Мои мольбы, доводы и клятвы оставаться тут, пока она не обещает выслушать меня, вкупе с опасением, что нас увидят монахини, и еще не вполне изгладившейся из ее сердца нежностью ко мне моей предполагаемой измене вопреки наконец все-таки возобладали. Агнеса сказала, что исполнить мою просьбу теперь же она не может, но обещает прийти сюда вечером в одиннадцать часов и поговорить со мной в последний раз. Добившись этого обещания, я отпустил ее руку, и она быстро удалилась из сада.

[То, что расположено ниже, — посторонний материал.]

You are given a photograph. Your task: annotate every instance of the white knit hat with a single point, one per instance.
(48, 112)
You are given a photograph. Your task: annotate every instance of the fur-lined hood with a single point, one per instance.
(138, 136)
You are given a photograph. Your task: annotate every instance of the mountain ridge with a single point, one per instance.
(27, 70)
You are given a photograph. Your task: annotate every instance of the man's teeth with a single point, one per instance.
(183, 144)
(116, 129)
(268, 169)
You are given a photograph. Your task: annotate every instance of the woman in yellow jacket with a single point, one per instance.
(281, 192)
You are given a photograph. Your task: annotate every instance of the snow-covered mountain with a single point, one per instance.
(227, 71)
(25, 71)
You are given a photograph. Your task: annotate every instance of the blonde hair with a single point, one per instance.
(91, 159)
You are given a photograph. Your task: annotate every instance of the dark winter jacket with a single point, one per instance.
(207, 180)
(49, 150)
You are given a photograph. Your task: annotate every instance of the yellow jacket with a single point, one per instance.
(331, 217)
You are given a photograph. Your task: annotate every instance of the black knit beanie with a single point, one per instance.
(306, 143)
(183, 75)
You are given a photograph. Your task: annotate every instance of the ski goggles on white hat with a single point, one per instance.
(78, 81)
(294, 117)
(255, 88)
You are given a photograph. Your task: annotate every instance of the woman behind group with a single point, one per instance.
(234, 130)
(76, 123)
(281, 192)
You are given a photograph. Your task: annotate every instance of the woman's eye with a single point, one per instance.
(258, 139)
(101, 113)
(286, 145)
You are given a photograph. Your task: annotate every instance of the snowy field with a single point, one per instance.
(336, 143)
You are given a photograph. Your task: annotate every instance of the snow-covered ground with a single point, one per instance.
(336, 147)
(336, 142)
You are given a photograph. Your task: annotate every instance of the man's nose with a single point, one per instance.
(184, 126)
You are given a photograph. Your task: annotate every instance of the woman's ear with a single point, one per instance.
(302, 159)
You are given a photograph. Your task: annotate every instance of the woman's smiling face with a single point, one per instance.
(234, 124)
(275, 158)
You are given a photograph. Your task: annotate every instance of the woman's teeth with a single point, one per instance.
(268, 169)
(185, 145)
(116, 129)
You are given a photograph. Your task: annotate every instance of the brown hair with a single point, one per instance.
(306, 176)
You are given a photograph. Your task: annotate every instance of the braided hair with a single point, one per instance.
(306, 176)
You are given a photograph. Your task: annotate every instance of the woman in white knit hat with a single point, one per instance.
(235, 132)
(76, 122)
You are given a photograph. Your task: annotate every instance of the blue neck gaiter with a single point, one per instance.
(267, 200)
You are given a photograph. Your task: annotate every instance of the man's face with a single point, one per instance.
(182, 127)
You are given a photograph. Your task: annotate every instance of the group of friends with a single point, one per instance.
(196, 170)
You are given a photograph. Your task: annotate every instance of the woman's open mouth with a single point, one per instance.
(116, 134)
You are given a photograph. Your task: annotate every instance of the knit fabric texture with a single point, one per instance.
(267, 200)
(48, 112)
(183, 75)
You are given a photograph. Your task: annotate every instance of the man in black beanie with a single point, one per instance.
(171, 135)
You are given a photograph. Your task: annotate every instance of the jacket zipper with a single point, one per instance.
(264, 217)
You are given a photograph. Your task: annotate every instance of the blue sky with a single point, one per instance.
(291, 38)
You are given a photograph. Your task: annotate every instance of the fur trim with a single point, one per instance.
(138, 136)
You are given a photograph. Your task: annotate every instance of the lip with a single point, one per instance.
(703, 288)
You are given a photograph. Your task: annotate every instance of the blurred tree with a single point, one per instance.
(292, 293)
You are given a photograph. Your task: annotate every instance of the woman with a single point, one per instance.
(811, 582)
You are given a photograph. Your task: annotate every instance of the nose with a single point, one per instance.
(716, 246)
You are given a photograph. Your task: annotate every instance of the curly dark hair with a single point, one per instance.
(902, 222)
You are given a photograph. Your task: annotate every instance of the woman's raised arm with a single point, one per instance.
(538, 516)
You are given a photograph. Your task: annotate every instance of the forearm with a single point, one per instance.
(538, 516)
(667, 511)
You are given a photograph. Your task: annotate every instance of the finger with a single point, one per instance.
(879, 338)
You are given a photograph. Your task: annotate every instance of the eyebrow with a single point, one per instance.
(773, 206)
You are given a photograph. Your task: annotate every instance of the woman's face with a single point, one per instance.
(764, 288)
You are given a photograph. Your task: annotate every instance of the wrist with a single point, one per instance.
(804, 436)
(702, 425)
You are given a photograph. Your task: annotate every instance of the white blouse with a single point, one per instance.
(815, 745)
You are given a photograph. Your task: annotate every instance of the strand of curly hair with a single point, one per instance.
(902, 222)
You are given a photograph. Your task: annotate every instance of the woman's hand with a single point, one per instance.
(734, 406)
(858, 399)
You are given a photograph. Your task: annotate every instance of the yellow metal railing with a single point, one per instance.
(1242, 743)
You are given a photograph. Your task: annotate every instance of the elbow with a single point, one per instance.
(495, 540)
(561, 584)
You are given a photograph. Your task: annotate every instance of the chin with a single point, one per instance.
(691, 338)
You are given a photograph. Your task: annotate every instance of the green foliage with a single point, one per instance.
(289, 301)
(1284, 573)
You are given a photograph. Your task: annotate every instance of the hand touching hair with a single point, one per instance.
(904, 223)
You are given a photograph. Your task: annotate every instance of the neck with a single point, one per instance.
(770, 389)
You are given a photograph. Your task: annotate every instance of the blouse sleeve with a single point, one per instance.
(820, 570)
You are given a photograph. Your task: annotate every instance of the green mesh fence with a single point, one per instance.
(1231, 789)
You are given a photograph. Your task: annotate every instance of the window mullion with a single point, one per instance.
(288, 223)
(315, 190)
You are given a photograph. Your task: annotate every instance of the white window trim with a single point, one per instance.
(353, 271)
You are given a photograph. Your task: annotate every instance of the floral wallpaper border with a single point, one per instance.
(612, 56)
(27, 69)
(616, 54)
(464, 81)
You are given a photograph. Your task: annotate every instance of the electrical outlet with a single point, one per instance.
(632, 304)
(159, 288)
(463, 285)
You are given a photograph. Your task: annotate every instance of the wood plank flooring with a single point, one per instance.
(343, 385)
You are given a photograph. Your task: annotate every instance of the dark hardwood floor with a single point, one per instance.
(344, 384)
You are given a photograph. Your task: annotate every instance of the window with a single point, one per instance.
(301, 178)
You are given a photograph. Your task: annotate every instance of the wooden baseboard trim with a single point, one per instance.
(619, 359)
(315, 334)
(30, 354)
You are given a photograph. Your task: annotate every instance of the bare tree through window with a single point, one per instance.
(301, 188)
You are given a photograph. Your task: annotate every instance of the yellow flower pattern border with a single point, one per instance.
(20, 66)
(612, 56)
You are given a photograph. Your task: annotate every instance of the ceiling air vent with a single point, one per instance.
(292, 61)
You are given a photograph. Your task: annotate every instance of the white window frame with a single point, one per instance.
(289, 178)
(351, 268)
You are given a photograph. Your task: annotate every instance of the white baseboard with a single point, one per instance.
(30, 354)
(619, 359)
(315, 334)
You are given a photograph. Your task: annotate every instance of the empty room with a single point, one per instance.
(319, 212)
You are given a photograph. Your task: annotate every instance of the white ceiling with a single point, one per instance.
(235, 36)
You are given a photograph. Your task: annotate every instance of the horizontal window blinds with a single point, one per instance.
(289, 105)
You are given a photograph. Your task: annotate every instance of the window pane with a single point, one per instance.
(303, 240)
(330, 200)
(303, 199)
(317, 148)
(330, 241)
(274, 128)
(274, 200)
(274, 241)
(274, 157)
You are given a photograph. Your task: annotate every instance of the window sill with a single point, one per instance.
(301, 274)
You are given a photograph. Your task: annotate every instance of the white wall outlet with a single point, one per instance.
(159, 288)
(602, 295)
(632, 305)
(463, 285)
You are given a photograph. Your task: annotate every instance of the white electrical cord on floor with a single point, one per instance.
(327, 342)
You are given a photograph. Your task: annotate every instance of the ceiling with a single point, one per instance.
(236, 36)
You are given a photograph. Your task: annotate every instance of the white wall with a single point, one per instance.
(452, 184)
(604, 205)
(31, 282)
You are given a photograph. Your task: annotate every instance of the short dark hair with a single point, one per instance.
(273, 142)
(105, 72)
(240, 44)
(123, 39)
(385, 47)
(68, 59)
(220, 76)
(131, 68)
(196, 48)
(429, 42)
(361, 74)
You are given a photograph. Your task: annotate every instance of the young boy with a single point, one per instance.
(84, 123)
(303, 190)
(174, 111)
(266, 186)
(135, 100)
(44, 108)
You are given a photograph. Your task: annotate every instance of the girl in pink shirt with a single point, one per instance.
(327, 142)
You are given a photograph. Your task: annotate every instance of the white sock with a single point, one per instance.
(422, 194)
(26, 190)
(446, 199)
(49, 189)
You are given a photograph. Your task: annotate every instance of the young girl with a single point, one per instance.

О своем успехе я сообщил моему союзнику, старику садовнику, и он указал мне укромное место, где я мог дождаться ночи никем не замеченный. Туда я и проскользнул, когда мне, как и старику, пришел час удалиться до утра, и с нетерпением ждал одиннадцати. Ночная прохлада благоприятствовала мне, так как она удерживала остальных монахинь в кельях. Только Агнеса пренебрегла ею и еще до одиннадцати нашла меня на месте, где мы встретились днем. Не опасаясь, что нас прервут, я объяснил ей истинную причину моего исчезновения пятого мая. Мой рассказ, видимо, глубоко ее поразил. Когда я кончил, она призналась, что была несправедлива в своих подозрениях, и горько упрекала себя за то, что постриглась в отчаянии из-за моего предательства.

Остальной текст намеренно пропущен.